In the other forum listed, he suggests uninstalling the STM32 from the computer. Perhaps I should try that? I’m just a little worried if I did that something might mess up that can’t be undone and I don’t want to do something caustic without knowing it.

Yes, it is normal for the board to present as a proffieboard device when you plug it in.
That wasn’t really what I meant though.

What I meant was; if you unplug the board, then plug it back in again, then do BOOT+RESET to put it into bootloader mode, then check which driver it’s using, is it still WinUSB?

Generally speaking, uninstalling the devices doesn’t do much. If you don’t check the “uninstall driver” button, then almost nothing happens, so when you plug the board back in again it works the same. If you do check the “uninstall driver” button, it doesn’t in fact uninstall the driver. It just uninstalls the association between that USB device and the driver, so when you plug it in again, it may select a different driver. (Or it might not.) Zadig lets you install new driver <-> usb device associations, which is useful, but can also be bad if you do it wrong.

Your case is weird though. It sounds like even when your board is in STM32 BOOTLOADER mode, Arduino still can’t find and upload code to it. If that is what’s happening, then it’s a problem I haven’t seen before… Maybe some sort of permission problem?

It does stay as WinUSB if I unplug it and redo the bootloader process. The uninstalling idea did not work either sadly. Thank you for trying to help me with this weird issue. Could you elaborate on the permissions idea?

So the 1-10 countdown is generated by a bat script, and it runs a command that checks it can see the bootloader device or not. Most of the time, when this fails, it’s because the wrong port was selected, so the board is happily chugging along in ProffieOS mode. When the right port is selected, Arduino uses that port to tell the board to boot into bootloader mode.

Once the bat file sees the bootloader, it runs a different command to actually do the upload. The upload command requires WinUSB to work properly, but the command that just looks for the bootloader doesn’t. It just lists all devices, and if it finds the right one it signals success. In your case, it seems like the command that is looking for the bootloader is failing for some reason. Maybe it’s not allowed to see the USB devices? Maybe some anti-virus program is preventing it? Maybe it’s been corrupted somehow? Or deleted?

I think you might want to try re-installing the arduino-proffieboard plugin and see if that helps, but if not, we’re going to have to go find the bat file, lookup what command it’s running, then run that command in a cmd window and see if maybe it tells us why it is failing.

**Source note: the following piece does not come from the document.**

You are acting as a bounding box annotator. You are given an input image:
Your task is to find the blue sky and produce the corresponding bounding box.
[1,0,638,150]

Please remove the screenshot, it’s not helpful, not indexable, hard to read AND takes up a space on my server.

You can find the bat file by first going to Arduino → File → Preferences, then click on the preferences file. This will take you to the “arduino15” folder.

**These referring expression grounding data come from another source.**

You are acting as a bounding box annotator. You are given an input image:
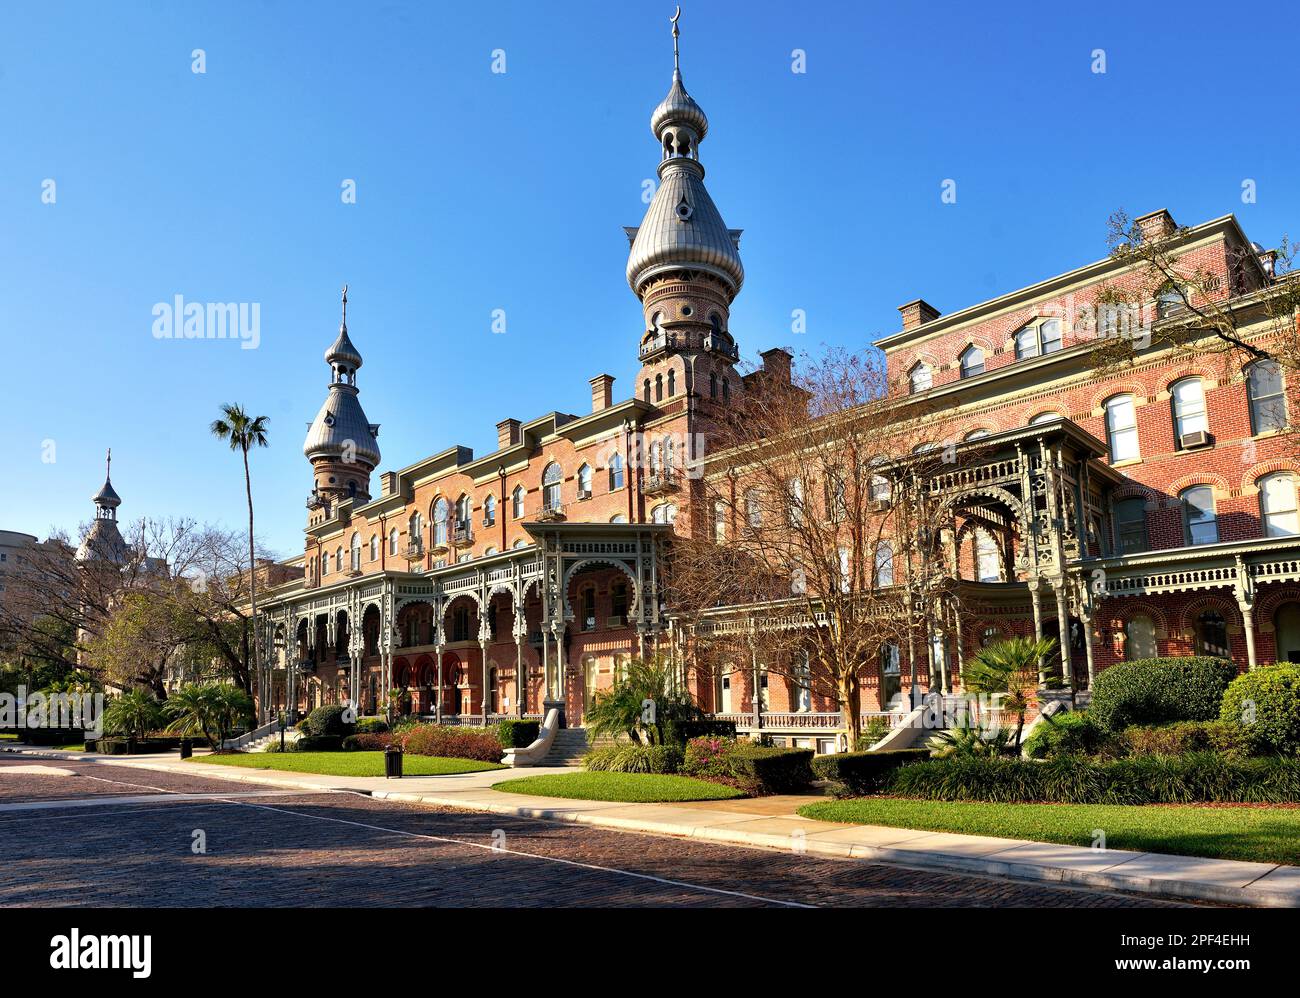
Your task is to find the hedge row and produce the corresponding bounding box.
[1220,665,1300,753]
[1088,656,1235,731]
[497,719,540,748]
[885,753,1300,804]
[682,737,814,795]
[811,749,930,797]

Once in that folder, navigate to packages/proffieboard/hardware/stm32l4/3.0.0/tools/windows/

In this directory, you’ll find the bat file that does the countdown, called stm32l4-upload.bat, and also the program that is used to list the available devices, called dfu-util.exe.

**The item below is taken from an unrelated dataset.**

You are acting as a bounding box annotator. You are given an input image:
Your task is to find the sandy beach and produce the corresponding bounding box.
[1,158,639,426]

It looks like it uses the command dfu-util.exe -l -d 0483:df11 to search for the STM32 BOOTLOADER, so you can try that command and see what happens.

If I run that command in command prompt, I get the error “‘dfu-util.exe’ is not recognized as an internal or external command, operable program or batch file.” So it seems that dfu-util.exe isn’t being recognized as whole?

That just sounds like it can’t find it.
Are you in the right directory when running it?